Mahasiswa diharapkan terampil membuat kopi bubuk
II.
TINJAUAN PUSTAKA
2.1.
Pengertian Penyangraian
Penyangraian
menurut bahasa berasal dari kata sangrai yang artinya menggoreng tanpa minyak.
Sehingga penyangraian dapat di artikan sebagai proses menggoreng bahan tanpa
menggunakan minyak. Sehingga bahan yang diolah menggunakan penyangraian adalah
biji kopi, kakao, dan biji kacang-kacangan lainnya .Menurut Mawaddah (2012)
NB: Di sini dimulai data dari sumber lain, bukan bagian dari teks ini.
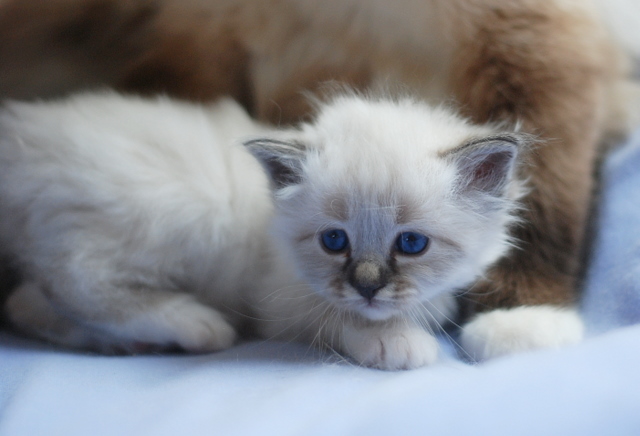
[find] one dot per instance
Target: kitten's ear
(282, 159)
(487, 165)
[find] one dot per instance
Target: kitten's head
(383, 204)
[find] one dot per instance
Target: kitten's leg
(388, 345)
(505, 331)
(107, 317)
(547, 67)
(28, 310)
(296, 313)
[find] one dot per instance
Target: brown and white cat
(547, 64)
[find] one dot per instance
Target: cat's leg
(547, 67)
(297, 313)
(392, 345)
(154, 322)
(29, 311)
(118, 309)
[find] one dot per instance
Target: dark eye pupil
(335, 240)
(411, 243)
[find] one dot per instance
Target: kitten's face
(386, 206)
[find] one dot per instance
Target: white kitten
(143, 224)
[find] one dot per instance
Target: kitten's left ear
(282, 159)
(487, 165)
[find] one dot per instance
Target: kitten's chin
(375, 310)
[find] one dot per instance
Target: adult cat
(548, 64)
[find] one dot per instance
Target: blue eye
(335, 240)
(411, 243)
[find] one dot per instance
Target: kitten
(142, 224)
(549, 64)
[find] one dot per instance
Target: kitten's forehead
(398, 129)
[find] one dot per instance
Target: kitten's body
(548, 64)
(140, 224)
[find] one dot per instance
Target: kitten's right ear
(487, 164)
(282, 159)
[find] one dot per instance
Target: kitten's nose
(368, 278)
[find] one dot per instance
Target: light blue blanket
(612, 291)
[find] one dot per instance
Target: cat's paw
(506, 331)
(182, 322)
(391, 348)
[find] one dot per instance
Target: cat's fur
(549, 64)
(144, 224)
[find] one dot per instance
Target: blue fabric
(612, 290)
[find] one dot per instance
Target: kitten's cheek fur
(507, 331)
(390, 348)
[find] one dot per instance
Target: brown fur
(546, 63)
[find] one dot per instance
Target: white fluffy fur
(144, 224)
(507, 331)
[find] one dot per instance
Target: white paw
(390, 348)
(506, 331)
(184, 322)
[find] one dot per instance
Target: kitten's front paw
(506, 331)
(390, 348)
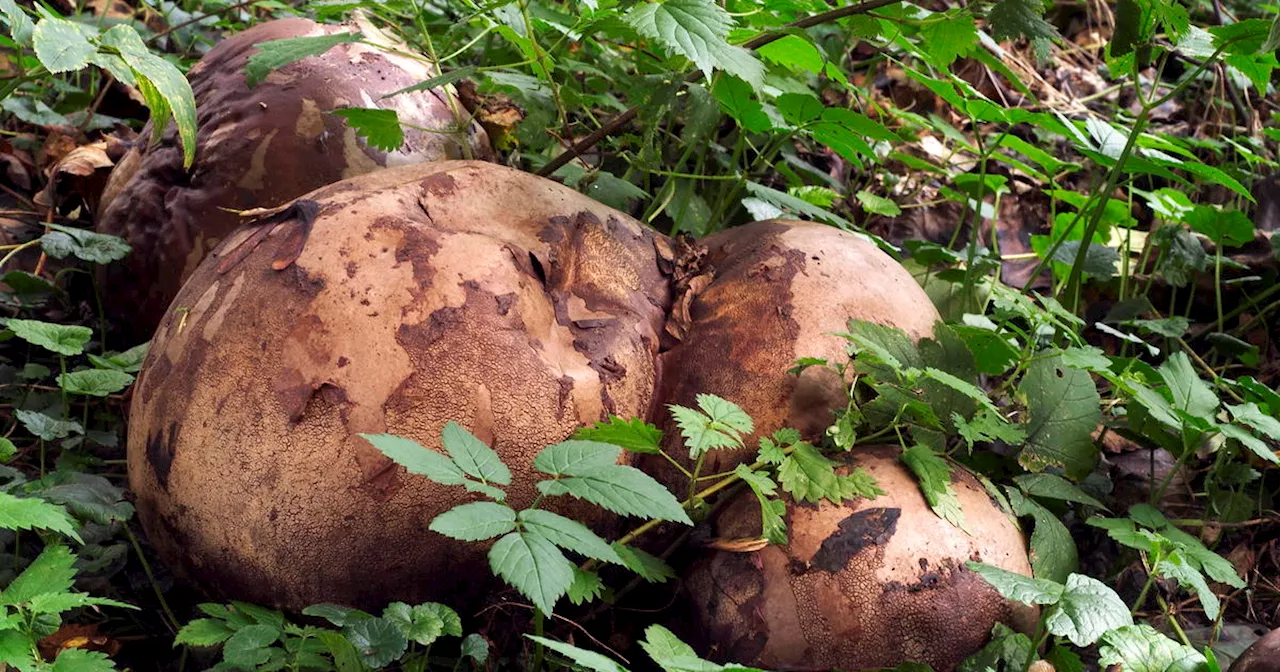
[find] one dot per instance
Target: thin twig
(622, 119)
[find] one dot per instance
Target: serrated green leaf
(635, 434)
(277, 54)
(60, 45)
(568, 535)
(696, 30)
(475, 521)
(62, 338)
(379, 128)
(621, 489)
(416, 458)
(1018, 588)
(95, 382)
(472, 456)
(570, 457)
(534, 566)
(1063, 412)
(1087, 609)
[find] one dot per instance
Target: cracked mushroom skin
(393, 302)
(758, 298)
(260, 147)
(863, 585)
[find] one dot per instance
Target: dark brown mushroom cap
(260, 147)
(1262, 656)
(453, 291)
(862, 585)
(780, 291)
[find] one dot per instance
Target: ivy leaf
(935, 476)
(621, 489)
(65, 339)
(568, 458)
(60, 45)
(279, 53)
(475, 521)
(378, 640)
(696, 30)
(95, 382)
(1063, 408)
(635, 434)
(583, 658)
(31, 513)
(380, 128)
(53, 571)
(1087, 609)
(416, 458)
(1018, 588)
(947, 37)
(1141, 648)
(472, 456)
(568, 534)
(534, 566)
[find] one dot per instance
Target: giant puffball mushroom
(762, 297)
(862, 585)
(1262, 656)
(393, 302)
(260, 147)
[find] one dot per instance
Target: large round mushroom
(261, 146)
(758, 298)
(391, 302)
(863, 585)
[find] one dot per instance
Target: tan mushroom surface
(393, 302)
(862, 585)
(763, 296)
(260, 147)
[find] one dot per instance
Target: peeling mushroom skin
(458, 291)
(862, 585)
(260, 147)
(778, 291)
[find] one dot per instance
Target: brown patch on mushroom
(860, 585)
(758, 298)
(260, 147)
(385, 321)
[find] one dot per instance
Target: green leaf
(380, 128)
(62, 338)
(737, 101)
(416, 458)
(95, 382)
(568, 534)
(1087, 609)
(53, 571)
(534, 566)
(935, 476)
(60, 45)
(696, 30)
(649, 567)
(621, 489)
(1018, 588)
(204, 632)
(31, 513)
(1063, 412)
(475, 521)
(378, 640)
(571, 457)
(1141, 648)
(635, 434)
(947, 37)
(581, 657)
(474, 457)
(279, 53)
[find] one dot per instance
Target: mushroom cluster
(366, 300)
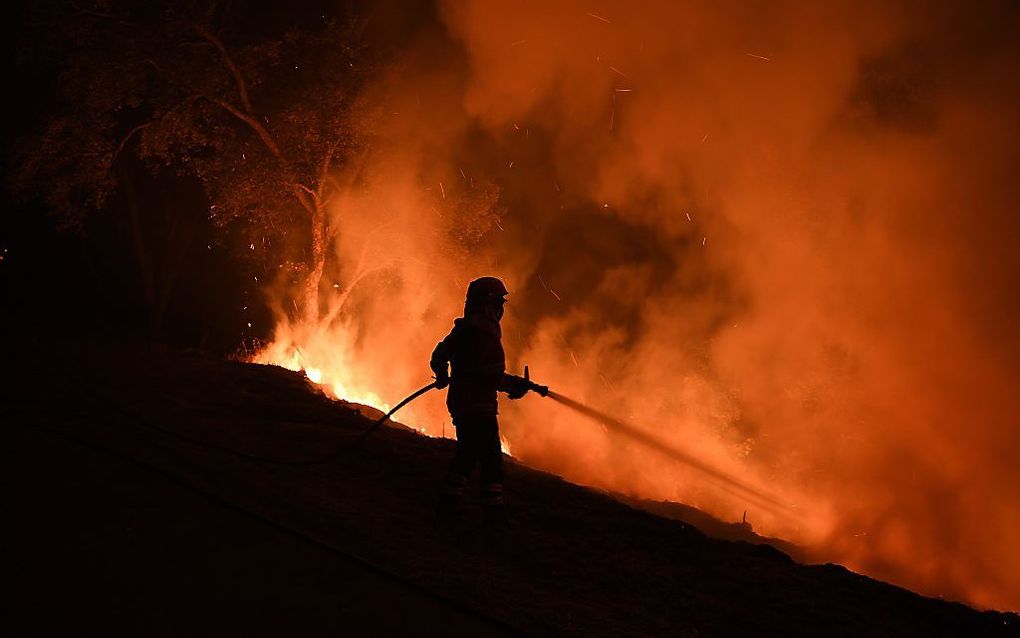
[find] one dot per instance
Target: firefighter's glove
(516, 387)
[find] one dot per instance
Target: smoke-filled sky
(782, 236)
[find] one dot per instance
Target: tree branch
(228, 61)
(252, 121)
(128, 138)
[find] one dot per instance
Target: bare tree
(262, 120)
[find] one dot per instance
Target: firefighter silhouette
(473, 352)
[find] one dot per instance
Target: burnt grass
(164, 492)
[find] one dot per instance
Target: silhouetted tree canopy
(259, 113)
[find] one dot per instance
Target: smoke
(781, 236)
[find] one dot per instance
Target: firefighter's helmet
(487, 289)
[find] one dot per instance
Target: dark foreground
(153, 492)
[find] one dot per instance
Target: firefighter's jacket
(477, 364)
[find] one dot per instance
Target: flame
(828, 346)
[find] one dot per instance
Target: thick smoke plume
(779, 236)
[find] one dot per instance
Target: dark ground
(149, 491)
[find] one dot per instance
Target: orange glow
(771, 236)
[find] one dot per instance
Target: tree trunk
(314, 281)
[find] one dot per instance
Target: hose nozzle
(533, 387)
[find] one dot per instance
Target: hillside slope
(260, 442)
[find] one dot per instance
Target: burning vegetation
(776, 241)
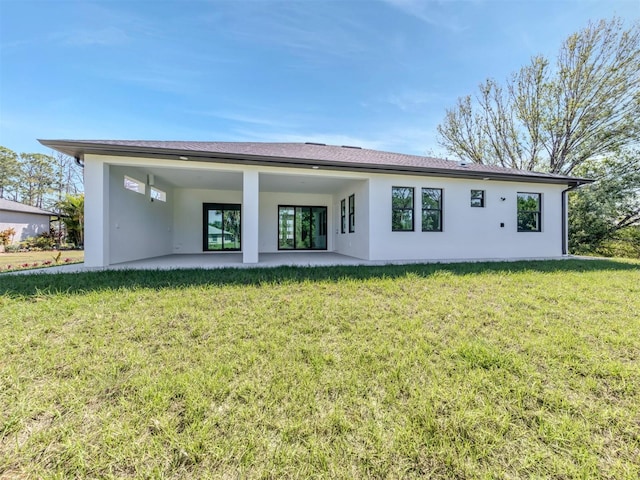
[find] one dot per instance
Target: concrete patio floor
(234, 260)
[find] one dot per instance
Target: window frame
(429, 209)
(352, 213)
(130, 181)
(395, 209)
(157, 194)
(324, 230)
(206, 207)
(482, 198)
(537, 212)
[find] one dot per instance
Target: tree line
(37, 179)
(576, 115)
(50, 182)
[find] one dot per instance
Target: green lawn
(505, 370)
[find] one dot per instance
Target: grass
(506, 370)
(24, 260)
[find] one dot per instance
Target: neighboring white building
(153, 198)
(27, 221)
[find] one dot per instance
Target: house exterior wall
(25, 224)
(138, 227)
(468, 232)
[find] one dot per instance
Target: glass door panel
(221, 227)
(319, 227)
(214, 230)
(285, 228)
(302, 228)
(231, 230)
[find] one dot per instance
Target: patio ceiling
(221, 180)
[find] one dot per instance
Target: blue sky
(372, 73)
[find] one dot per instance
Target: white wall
(355, 244)
(468, 232)
(138, 227)
(187, 217)
(25, 224)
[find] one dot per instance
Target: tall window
(529, 212)
(431, 209)
(402, 209)
(477, 198)
(352, 213)
(221, 226)
(302, 228)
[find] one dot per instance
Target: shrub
(6, 236)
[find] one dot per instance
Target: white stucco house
(25, 220)
(155, 198)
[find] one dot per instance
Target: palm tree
(71, 210)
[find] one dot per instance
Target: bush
(6, 236)
(44, 241)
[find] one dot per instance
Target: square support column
(96, 213)
(250, 216)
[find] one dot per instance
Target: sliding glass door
(221, 227)
(302, 228)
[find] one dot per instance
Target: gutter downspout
(565, 217)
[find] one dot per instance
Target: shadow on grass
(27, 285)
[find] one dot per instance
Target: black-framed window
(352, 213)
(529, 212)
(221, 227)
(477, 198)
(302, 227)
(402, 209)
(431, 209)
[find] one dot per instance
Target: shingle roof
(11, 206)
(306, 153)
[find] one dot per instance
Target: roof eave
(78, 150)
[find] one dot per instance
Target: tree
(68, 176)
(71, 209)
(36, 179)
(9, 171)
(555, 119)
(601, 211)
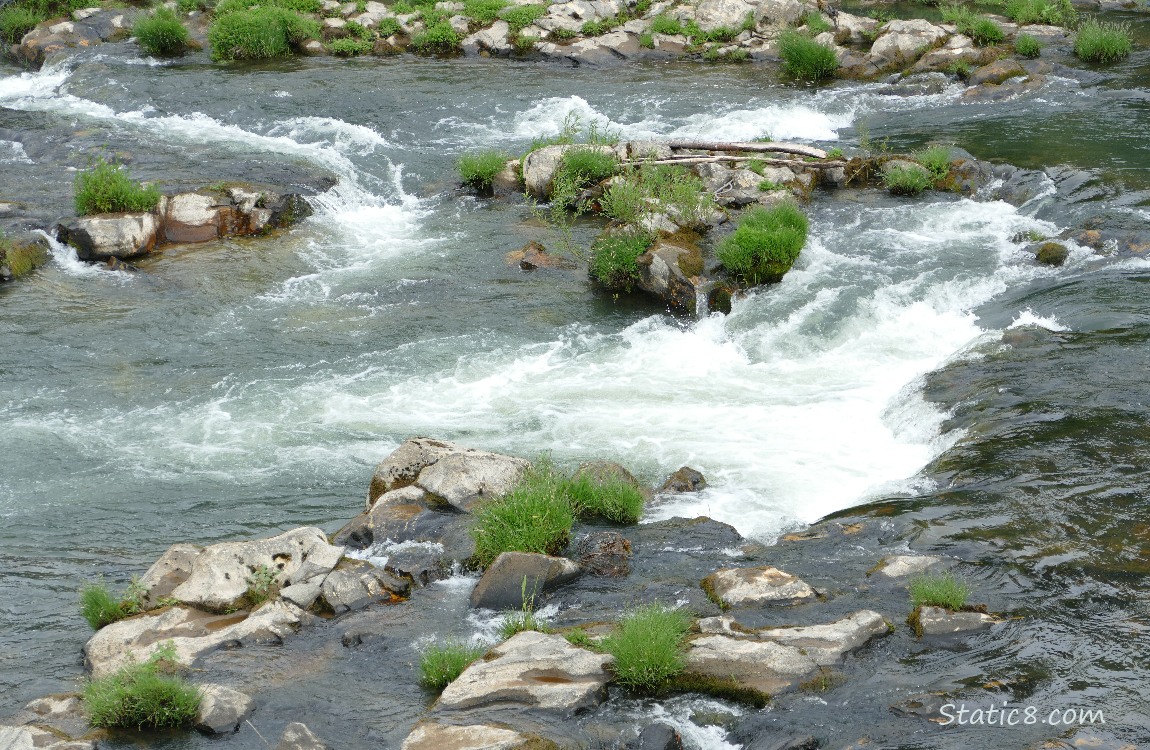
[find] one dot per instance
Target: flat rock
(754, 587)
(531, 670)
(222, 709)
(473, 736)
(514, 574)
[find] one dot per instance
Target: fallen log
(756, 146)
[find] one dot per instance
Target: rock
(503, 583)
(297, 736)
(110, 235)
(903, 41)
(723, 14)
(1052, 253)
(684, 480)
(996, 73)
(668, 272)
(604, 553)
(754, 587)
(459, 475)
(535, 671)
(222, 710)
(933, 620)
(355, 583)
(901, 565)
(221, 574)
(474, 736)
(659, 736)
(192, 634)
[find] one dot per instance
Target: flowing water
(248, 387)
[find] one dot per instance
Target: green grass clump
(666, 24)
(478, 169)
(1057, 13)
(936, 159)
(483, 12)
(106, 188)
(161, 33)
(522, 16)
(906, 180)
(143, 696)
(260, 33)
(941, 589)
(439, 665)
(805, 59)
(765, 244)
(613, 259)
(649, 648)
(1027, 46)
(1103, 41)
(535, 517)
(438, 38)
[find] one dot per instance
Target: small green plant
(438, 38)
(520, 17)
(765, 244)
(261, 584)
(441, 664)
(666, 24)
(143, 696)
(905, 178)
(106, 188)
(161, 33)
(1103, 40)
(613, 259)
(478, 169)
(936, 159)
(940, 589)
(1027, 46)
(805, 59)
(649, 648)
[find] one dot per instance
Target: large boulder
(514, 575)
(756, 587)
(531, 671)
(221, 574)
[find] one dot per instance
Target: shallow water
(248, 387)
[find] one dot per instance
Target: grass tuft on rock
(938, 589)
(805, 59)
(161, 33)
(107, 188)
(441, 664)
(766, 243)
(1103, 41)
(143, 696)
(649, 648)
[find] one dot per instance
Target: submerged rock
(531, 670)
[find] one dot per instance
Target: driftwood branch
(756, 146)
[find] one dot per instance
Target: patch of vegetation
(441, 664)
(905, 180)
(161, 33)
(260, 33)
(805, 59)
(143, 696)
(1056, 13)
(938, 589)
(106, 188)
(649, 648)
(1103, 40)
(438, 38)
(1027, 46)
(665, 24)
(478, 169)
(765, 244)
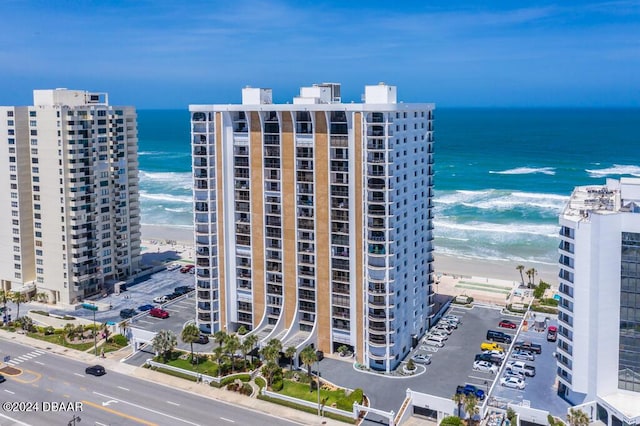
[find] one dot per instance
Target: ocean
(502, 176)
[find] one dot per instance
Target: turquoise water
(502, 176)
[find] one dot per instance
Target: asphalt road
(51, 389)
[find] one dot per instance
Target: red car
(159, 313)
(507, 324)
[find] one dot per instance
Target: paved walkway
(112, 362)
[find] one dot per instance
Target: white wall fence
(274, 395)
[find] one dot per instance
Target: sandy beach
(181, 240)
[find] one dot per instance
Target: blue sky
(161, 54)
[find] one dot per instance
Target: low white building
(599, 309)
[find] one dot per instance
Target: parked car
(95, 370)
(523, 355)
(528, 346)
(489, 358)
(517, 375)
(127, 313)
(421, 359)
(512, 382)
(491, 346)
(432, 341)
(202, 339)
(498, 336)
(507, 324)
(187, 268)
(451, 317)
(159, 313)
(471, 390)
(497, 354)
(485, 366)
(439, 333)
(172, 296)
(521, 367)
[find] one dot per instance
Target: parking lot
(137, 294)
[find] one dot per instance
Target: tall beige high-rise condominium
(71, 222)
(313, 220)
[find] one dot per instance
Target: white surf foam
(526, 171)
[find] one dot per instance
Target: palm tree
(220, 337)
(231, 346)
(308, 357)
(164, 342)
(18, 298)
(245, 347)
(290, 353)
(577, 417)
(190, 334)
(252, 341)
(471, 406)
(520, 268)
(217, 354)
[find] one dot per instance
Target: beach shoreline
(183, 239)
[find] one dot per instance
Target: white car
(517, 375)
(421, 359)
(523, 355)
(485, 366)
(433, 341)
(512, 382)
(439, 333)
(497, 354)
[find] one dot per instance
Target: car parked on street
(95, 370)
(421, 359)
(159, 313)
(513, 382)
(523, 355)
(508, 324)
(485, 366)
(127, 313)
(521, 367)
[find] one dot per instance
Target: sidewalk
(112, 362)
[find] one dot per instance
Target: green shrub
(119, 340)
(277, 385)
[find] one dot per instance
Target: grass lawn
(301, 391)
(58, 339)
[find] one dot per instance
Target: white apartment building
(599, 310)
(71, 226)
(313, 220)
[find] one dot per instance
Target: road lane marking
(145, 408)
(118, 413)
(15, 421)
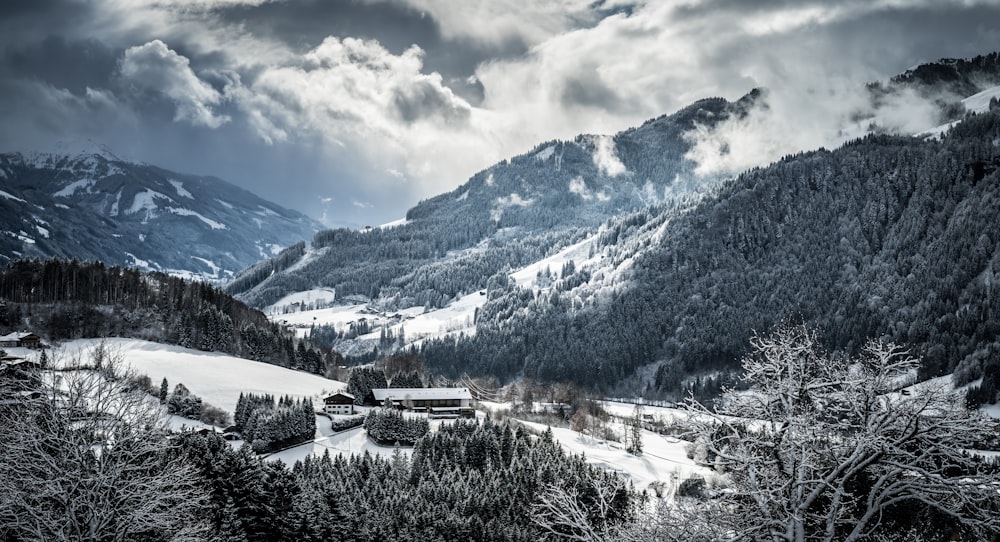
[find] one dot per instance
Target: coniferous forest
(68, 299)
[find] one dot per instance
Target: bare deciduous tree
(89, 460)
(825, 449)
(561, 512)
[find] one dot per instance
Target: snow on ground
(71, 188)
(338, 315)
(146, 200)
(977, 103)
(217, 378)
(10, 196)
(181, 191)
(352, 441)
(188, 212)
(458, 316)
(579, 252)
(325, 295)
(393, 224)
(663, 460)
(980, 103)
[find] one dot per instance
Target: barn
(339, 403)
(434, 401)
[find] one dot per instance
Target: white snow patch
(579, 187)
(578, 252)
(215, 377)
(980, 103)
(138, 262)
(146, 201)
(513, 200)
(605, 157)
(8, 195)
(188, 212)
(71, 188)
(545, 153)
(179, 187)
(322, 295)
(393, 224)
(210, 264)
(114, 206)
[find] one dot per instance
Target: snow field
(217, 378)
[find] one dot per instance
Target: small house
(451, 402)
(20, 339)
(339, 403)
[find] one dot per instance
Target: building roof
(17, 336)
(424, 394)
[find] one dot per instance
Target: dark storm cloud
(73, 65)
(424, 100)
(326, 105)
(305, 24)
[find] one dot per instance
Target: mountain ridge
(95, 206)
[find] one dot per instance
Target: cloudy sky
(353, 110)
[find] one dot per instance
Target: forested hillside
(97, 206)
(892, 237)
(502, 217)
(68, 299)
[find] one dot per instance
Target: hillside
(63, 300)
(888, 236)
(508, 215)
(96, 206)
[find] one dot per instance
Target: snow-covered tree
(833, 449)
(90, 460)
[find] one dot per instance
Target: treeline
(426, 261)
(390, 427)
(891, 237)
(68, 299)
(467, 481)
(268, 425)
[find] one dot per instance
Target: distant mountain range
(92, 205)
(604, 260)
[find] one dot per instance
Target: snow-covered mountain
(92, 205)
(601, 260)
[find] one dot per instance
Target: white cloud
(497, 21)
(605, 157)
(381, 106)
(355, 101)
(153, 67)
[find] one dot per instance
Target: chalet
(20, 339)
(434, 401)
(339, 403)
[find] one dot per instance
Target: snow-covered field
(217, 378)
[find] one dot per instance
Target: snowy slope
(95, 206)
(217, 378)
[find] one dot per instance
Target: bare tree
(825, 449)
(561, 512)
(89, 460)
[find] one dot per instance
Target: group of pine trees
(268, 425)
(389, 426)
(468, 481)
(891, 237)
penyangraian adalah proses pindah panas baik tanpa media maupun mengunakan pasir dengan
tujuan mendapatkan cita rasa tertentu. Contohnya penyangraian
kerupuk, kopi, biji kakao, dan kacang.
2.2. Proses
Penyangraian dan Alat yang Digunakan.
Pengolahan
bahan pangan dengan cara penyangraian dapat dilakukan baik secara manual maupun
menggunakan mesin. Penyangraian secara manual menggunakan wajan baik yang
terbuat dari besi maupun wajan yang terbentuk dari tanah. Proses penyangraian
dengan menggunakan wajan yaitu terjadi perpindahan panas dari permukaan pemanas
ke dalam bahan. Panas yang masuk ke bahan menyebabkan perubahan suhu dalam
bahan. Panas yang menyebabkan perubahan trmperatur tersebut disebut dengan
panas sensible. Kondisi ini akan berakhir ketika keadaan mulai jenuh yaitu bila
suhu bahan semakin meningkat sampai mendekati suhu penyangraian. Keadaan
seperti ini dapat diakibatkan oleh adanya panas latent penguapan yang
menyebabkan terjadinya proses perubahan massa air yang terkandung dalam bahan.
Penyangraian
juga dapat dilakukan menggunakan mesin penyangrai. Salah satu alat penyangrai
yang berbasiskan teknologi adalah alat sangrai yang telah dikembangkan
oleh Badan Pusat Penelitian Kopi dan Kakao Indonesia yang dinamakan Roaster Prinsip
kerjanya adalah suatu silinder (tempat penyangrai) yang dipanaskan dengan
kompor bertekanan minyak tanah (burner), dan diputar dengan motor
listrik, setelah suhu ruang sangrai siap untuk proses penyangraian, motor
penghisap biji, akan bekerja untuk memasukkan biji kopi ke dalam ruang
penyangrai, dan proses penyangraian berlangsung, kemudian setelah kopi matang,
kopi akan jatuh ke alat pendingin (tempering). Pada alat pendingin ini
terdapat motor yang digunakan untuk mengaduk kopi dan blower untuk
menghisap suhu panas kopi. Semua proses diatas berlangsung secara manual
dengan cara menekan tombol ON/OFF pada panel kontrol untuk
mengendalikan motor-motor pada alat tersebut (Pristianto,2008).
Sebuah
penelitian merancang dan membuat kontrol untuk motor-motor pada mesin sangrai,
sehingga motor-motor tersebut dapat bekerja secara otomatis,
berdasarkan timer dan sensor-sensor yang dipasang pada roaster.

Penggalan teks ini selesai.